Genotype variant screening and phenotypic analysis of FBN1 in Chinese patients with isolated ectopia lentis

Abstract

Isolated ectopia lentis (IEL) can lead to blindness as result of severe complications, such as retinal detachment and secondary glaucoma. Pathogenic variants in the fibrillin 1 (FBN1) gene are a common cause of IEL. The aim of the present study was to investigate the frequency of pathogenic FBN1 variants in twelve probands with IEL and to evaluate their associated phenotypes. Systemic clinical examination of the twelve probands indicated that all had bilateral EL with a median age at diagnosis of three years. High myopia was the most common feature among the probands (83.3%; 10/12 cases). No extraocular symptoms (either cardiovascular or skeletal) were observed among these patients. Genomic DNA was extracted from peripheral blood leukocytes from all patients for targeted exome sequencing. Seven heterozygous missense variants in FBN1 were identified by bioinformatics analysis and further verified using Sanger sequencing. The seven variants were all classified as pathogenic after segregation analysis on available family members according to the American College of Medical Genetics and Genomics standards and guidelines. Of the seven variants, three were novel, namely c.2179T>C, c.2496T>G and c.3346G>C. The remaining four, namely c.184C>T, c.367T>C, c.1879C>T and c.4096G>A have been reported in previous studies. The seven pathogenic variants were identified in 8/12 (66.7%) probands with IEL. These results expand the variant spectrum of the FBN1 gene as well as the understanding of the molecular pathogenesis of IEL.

Keywords: ectopia lentis; fibrillin‑1; variant; Marfan syndrome.

Figure 1.

Pedigrees of eight families with fibrillin-1 variants.
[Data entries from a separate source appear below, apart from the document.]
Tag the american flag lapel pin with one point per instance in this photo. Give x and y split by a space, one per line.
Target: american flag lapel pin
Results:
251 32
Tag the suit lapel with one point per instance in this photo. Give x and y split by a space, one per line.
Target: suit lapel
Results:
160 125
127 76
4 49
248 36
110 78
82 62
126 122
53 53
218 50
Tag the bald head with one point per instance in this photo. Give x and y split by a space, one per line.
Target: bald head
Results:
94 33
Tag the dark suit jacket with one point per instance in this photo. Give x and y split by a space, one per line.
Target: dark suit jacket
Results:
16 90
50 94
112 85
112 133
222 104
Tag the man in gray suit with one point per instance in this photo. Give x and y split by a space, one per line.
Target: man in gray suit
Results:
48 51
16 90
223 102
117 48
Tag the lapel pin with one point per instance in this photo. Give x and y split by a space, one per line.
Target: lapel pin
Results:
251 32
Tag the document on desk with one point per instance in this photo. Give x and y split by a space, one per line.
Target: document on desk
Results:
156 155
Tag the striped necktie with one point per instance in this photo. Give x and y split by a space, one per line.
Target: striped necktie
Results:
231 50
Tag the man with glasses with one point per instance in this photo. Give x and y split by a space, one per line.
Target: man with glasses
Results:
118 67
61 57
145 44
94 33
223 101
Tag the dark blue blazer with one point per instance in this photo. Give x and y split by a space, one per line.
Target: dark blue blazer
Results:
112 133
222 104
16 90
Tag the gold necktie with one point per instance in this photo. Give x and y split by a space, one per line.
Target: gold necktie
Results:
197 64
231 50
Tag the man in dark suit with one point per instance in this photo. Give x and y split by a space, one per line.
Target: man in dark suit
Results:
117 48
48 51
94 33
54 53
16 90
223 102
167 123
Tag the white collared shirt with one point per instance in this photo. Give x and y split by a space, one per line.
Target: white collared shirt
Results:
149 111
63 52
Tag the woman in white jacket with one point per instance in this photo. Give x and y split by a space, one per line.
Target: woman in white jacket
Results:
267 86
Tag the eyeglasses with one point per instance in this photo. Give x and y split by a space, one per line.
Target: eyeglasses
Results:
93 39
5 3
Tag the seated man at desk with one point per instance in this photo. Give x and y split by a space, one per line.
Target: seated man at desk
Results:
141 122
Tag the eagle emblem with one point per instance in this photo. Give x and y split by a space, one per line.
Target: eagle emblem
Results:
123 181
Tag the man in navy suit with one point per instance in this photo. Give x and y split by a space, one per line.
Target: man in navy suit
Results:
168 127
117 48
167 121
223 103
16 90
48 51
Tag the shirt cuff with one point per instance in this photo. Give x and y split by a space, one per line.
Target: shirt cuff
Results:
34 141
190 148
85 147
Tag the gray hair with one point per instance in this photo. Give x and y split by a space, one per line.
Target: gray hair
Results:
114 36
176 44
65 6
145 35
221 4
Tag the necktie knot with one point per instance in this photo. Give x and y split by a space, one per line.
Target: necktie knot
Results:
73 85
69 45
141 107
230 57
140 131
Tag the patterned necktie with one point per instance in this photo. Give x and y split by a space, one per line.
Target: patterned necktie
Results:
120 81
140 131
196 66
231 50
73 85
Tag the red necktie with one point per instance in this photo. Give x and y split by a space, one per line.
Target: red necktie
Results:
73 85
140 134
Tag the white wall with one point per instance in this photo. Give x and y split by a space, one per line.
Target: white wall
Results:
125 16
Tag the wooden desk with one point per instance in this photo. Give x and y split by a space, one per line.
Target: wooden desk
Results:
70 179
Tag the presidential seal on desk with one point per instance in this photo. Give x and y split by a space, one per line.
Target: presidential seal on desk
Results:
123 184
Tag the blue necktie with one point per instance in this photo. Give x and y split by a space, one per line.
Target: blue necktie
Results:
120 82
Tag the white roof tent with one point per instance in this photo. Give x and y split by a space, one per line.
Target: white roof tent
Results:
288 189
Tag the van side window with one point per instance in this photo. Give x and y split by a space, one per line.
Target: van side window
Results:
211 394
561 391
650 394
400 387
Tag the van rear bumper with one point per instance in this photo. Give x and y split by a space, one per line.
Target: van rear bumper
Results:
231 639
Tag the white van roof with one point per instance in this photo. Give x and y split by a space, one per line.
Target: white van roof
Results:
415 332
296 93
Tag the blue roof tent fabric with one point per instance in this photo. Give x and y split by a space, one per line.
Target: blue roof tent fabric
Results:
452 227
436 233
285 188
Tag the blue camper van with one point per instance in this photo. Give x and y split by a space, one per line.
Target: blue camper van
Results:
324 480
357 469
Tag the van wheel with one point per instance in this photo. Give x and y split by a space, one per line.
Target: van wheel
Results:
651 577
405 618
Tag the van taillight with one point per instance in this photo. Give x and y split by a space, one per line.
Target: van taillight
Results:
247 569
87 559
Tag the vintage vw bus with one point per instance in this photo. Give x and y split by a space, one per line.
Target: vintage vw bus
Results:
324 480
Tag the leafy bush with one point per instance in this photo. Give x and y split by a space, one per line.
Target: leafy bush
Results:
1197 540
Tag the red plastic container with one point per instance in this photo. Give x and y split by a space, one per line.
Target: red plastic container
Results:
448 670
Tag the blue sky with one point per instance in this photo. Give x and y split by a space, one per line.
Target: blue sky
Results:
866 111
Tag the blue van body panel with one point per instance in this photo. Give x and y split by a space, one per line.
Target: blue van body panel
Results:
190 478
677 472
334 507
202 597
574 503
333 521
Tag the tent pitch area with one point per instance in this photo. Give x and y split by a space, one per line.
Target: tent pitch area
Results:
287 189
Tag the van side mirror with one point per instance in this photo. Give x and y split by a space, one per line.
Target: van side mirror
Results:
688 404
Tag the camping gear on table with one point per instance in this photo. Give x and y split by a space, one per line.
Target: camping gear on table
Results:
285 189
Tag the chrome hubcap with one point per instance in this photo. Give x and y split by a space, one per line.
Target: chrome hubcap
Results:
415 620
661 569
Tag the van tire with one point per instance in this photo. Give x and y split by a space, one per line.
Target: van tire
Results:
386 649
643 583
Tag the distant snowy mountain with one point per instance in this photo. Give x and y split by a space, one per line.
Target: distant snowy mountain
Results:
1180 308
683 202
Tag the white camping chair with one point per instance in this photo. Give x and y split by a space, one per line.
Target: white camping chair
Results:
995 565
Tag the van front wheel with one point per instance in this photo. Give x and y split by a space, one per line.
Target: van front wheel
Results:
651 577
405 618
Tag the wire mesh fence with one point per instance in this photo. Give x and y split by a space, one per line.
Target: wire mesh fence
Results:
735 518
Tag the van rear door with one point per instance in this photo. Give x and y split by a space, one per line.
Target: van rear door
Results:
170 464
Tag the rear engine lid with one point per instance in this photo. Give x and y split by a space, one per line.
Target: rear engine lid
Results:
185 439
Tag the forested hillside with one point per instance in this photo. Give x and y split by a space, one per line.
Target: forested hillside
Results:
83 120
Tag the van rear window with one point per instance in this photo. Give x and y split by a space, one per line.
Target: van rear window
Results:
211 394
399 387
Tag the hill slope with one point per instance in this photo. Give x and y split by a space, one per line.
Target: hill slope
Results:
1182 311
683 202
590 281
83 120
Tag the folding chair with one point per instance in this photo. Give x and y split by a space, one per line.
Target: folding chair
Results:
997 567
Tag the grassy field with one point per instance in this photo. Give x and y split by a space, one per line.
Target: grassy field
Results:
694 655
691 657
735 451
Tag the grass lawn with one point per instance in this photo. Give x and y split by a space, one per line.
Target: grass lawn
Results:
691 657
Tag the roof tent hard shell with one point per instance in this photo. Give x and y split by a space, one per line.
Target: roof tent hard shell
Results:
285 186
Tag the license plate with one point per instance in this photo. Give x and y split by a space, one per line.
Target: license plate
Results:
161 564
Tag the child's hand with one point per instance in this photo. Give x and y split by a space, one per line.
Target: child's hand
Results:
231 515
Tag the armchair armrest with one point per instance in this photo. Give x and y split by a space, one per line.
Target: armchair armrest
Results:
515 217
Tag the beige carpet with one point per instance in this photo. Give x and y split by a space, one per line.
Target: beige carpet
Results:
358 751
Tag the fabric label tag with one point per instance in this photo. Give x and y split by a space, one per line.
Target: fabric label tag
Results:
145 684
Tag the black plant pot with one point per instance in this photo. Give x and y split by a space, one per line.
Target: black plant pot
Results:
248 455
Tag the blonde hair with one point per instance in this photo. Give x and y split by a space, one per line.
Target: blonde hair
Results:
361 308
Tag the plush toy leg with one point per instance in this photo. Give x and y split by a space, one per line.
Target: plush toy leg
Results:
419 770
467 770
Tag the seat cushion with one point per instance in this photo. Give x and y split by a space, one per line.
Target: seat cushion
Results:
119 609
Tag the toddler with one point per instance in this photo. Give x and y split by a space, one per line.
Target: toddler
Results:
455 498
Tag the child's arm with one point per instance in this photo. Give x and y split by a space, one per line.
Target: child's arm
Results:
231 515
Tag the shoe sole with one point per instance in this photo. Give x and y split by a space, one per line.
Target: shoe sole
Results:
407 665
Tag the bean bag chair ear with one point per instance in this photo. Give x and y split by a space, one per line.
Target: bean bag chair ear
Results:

The filled squares (male) and circles (female) are the affected individuals. The + symbol indicates carriers of the wild-type gene. I and II indicate the generation. F, family; M, mutant.

Figure 2.

Fragment of FBN1 cDNA sequence in probands 5, 6 and 7. Sequencing traces from probands 5, 6 and 7 with the c.2179T>C, c.2496T>G and c.3346G>C variants, respectively. FBN1, fibrillin 1.

Figure 3.

Schematic presentation of FBN1 variants. The position of reported FBN1 variants associated with isolated ectopia lentis from the present study and the literature (29). FBN1, fibrillin 1; EGF, epidermal growth factor; cbEGF, calcium-binding epidermal growth factor; UTR, untranslated region.

Figure 4.

The Anterior segment photography of proband 2 with a heterozygous c. 367T>C (p.Cys123Arg) fibrillin 1 variant. The left panel shows a clear dislocation of the lens, while the right panel shows the elongated lens zonule using slit lamp photography.

Figure 5.

The mutation distributions from different diagnosis ages of MFS and IES patients. Comparison of age at diagnosis (A) and genomic position of the fibrillin 1 variants (B) in patients with Marfan syndrome or isolated ectopia lentis. chr15, chromosome 15.